В последний раз, когда он видел внучку Григсби, это был ком цвета грязи, падающий от изнеможения на стул в доме печатника. Мэтью поставил узлы на пол, пожелал всем всего доброго и вышел прочь, пока сам не заплесневел до ушей.
- Мэтью, хочу тебя познакомить с Берил. Сейчас ее уже можно людям показывать.
Григсби пер, как запряженная четверней карета, девушка шла сзади, как на буксире. Мэтью показалось, что ей так же хочется быть у него под надзором, как ему - надзирать за ней.
- Давай, давай, - подгонял ее Григсби. Она подошла, опустив глаза, пряча лицо в тени шляпы, неохотно встала рядом с шумным стариком. Мэтью чуть не отступил инстинктивно на шаг, но воспитанность заставила остаться на месте.
Его удивило, насколько она высока - он ожидал увидеть женщину-гнома, отлитую по образцу деда, а она оказалась всего на два дюйма ниже Мэтью, что для женщины большая редкость. Да, чресла Григсби породили великаншу, подумал Мэтью, причем нервную: она сцепила руки перед собой и переминалась с ноги на ногу, будто опаздывая на срочное свидание с ночным горшком.
- Мэтью Корбетт, позвольте вам представить отдохнувшую и поздоровевшую Берил Григсби… ой! - Старик состроил гримасу и подмигнул. - Она меня поставила в известность, что зовут ее теперь не Берил, а Берри. Молодежь…

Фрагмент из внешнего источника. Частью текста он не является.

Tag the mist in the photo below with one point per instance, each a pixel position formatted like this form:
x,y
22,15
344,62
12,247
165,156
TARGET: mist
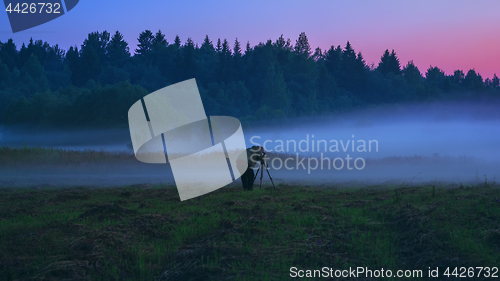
x,y
441,143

- Здравствуйте, мисс Григсби, очень приятно, - сказал Мэтью мрачному лицу, и в ответ получил быстрое и неохотное: "Очень приятно, мистер Корбетт", - и - о ужас! - намек на улыбку очень даже ничего себе губ, но с такой щелью между передними зубами, что его аж передернуло.
- Что ж, был очень рад, - зачастил Мэтью, - надеюсь, вам в нашем прекрасном городе понравится. Всего вам хорошего, и вам тоже, мистер Григсби.
Вежливо, но решительно улыбнувшись на прощание, Мэтью зашагал - очень-очень быстро - в сторону гончарной мастерской.
- Э… Мэтью, Мэтью! Одну минутку, подожди пожалуйста!